- The market structure for ETC was bullish at press time.
- Momentum and volume indicators turned bearish on the chart.
Ethereum Classic (ETC) retested the $25 support level and almost flipped the market structure on the higher period into a bearish one. This comes after an unfavorable US jobs report for May. Short-term momentum also appeared weak.
In a recent report, AMBCrypto noted that the $28.4-$29 area could be revisited before a rebound. Ethereum Classic fell more than expected. Ergo, Question – How are traders reacting to recent price movements?

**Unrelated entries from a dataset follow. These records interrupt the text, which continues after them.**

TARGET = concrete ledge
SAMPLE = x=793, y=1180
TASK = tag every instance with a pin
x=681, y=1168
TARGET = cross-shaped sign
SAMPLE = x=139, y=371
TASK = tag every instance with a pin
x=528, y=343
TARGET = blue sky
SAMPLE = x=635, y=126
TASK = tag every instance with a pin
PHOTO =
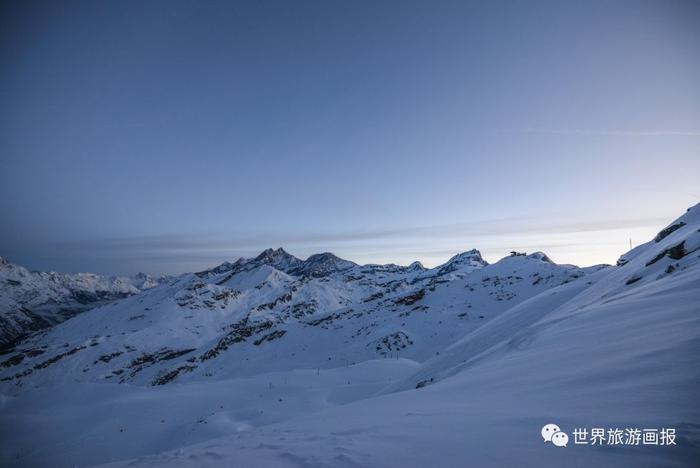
x=169, y=136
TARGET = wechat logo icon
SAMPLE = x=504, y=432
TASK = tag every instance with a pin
x=553, y=433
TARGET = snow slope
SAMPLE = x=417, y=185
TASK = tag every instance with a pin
x=31, y=300
x=277, y=361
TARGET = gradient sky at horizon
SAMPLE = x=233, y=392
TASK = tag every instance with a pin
x=168, y=136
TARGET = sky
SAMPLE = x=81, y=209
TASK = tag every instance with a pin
x=169, y=136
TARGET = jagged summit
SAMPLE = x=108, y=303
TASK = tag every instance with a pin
x=463, y=262
x=322, y=264
x=416, y=266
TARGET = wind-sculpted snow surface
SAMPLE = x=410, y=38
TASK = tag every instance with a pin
x=31, y=301
x=276, y=361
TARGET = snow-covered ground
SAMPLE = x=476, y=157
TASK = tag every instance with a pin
x=275, y=361
x=32, y=300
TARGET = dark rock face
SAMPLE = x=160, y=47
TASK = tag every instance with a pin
x=667, y=231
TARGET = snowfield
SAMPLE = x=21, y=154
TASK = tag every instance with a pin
x=280, y=362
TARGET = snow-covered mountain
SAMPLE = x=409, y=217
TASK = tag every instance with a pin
x=31, y=300
x=323, y=362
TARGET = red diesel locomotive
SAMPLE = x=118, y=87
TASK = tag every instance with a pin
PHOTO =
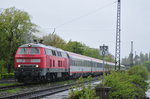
x=38, y=62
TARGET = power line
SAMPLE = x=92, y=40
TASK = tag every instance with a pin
x=85, y=15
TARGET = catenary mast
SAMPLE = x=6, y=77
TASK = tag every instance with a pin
x=118, y=29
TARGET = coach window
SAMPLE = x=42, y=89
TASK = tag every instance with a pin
x=53, y=63
x=23, y=51
x=48, y=52
x=53, y=52
x=59, y=54
x=34, y=51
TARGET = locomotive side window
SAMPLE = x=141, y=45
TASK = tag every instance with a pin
x=54, y=53
x=48, y=52
x=59, y=54
x=34, y=51
x=23, y=51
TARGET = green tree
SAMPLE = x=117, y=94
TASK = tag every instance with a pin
x=15, y=28
x=147, y=65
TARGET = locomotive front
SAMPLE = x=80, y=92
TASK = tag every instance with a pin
x=28, y=62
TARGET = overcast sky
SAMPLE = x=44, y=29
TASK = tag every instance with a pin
x=92, y=22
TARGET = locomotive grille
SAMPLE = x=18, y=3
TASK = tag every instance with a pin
x=28, y=65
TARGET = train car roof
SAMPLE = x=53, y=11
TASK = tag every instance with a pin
x=42, y=45
x=78, y=56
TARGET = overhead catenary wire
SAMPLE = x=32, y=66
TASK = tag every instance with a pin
x=85, y=15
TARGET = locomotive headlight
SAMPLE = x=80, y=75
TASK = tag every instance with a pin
x=37, y=66
x=19, y=65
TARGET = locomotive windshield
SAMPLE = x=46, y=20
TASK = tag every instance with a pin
x=23, y=51
x=26, y=51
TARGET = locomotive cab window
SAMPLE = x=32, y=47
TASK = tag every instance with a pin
x=23, y=51
x=34, y=51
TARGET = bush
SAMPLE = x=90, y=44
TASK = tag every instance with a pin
x=121, y=88
x=127, y=85
x=82, y=92
x=139, y=70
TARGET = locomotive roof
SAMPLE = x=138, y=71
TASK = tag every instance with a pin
x=42, y=45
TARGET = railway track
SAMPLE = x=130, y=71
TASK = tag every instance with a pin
x=41, y=92
x=8, y=81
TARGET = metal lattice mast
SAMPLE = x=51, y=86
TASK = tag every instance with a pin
x=118, y=29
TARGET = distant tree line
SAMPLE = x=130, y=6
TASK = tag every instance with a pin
x=16, y=28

The $29 support level did not hold.
The most recent high was set at $25.19 on May 13th. The price decline on June 7 reached $25.07, but no daily session closed below $25.19. So, although it seemed weak, the uptrend seemed to have the upper hand in the higher periods.
In the Directional Movement Index, -DI (red) exceeded 20 points. This was an early sign that the trend could turn bearish, as the ADX (yellow) would also need to rise above 20 to signal a strong downtrend in progress.
CMF is -0.09, indicating significant capital flows in the market. This selling pressure lasted for a week. The bulls will have to change direction if they are to regain hope.
Futures markets highlighted strong decline
Over the past 10 days, Ethereum Classic has risen steadily from $31 to $28.6. However, the past 24 hours have seen a surge in selling activity sparked by Bitcoin (BTC). Thus, ETC rebounded from $25.07 to $27 after falling 14.32% in a single 4-hour trading session.
Read Ethereum Classic (ETC) Price Prediction for 2024-25
Open interest also fell sharply along with the price, showing reluctance to enter positions due to bearish sentiment and volatility. Spot CVD also continued its downward trend. Volume indicators agreed that selling pressure was firm.
The bulls need to change this to re-establish the uptrend on a lower period.
Disclaimer: The information presented does not constitute financial, investment, trading, or any other type of advice and is solely the opinion of the author.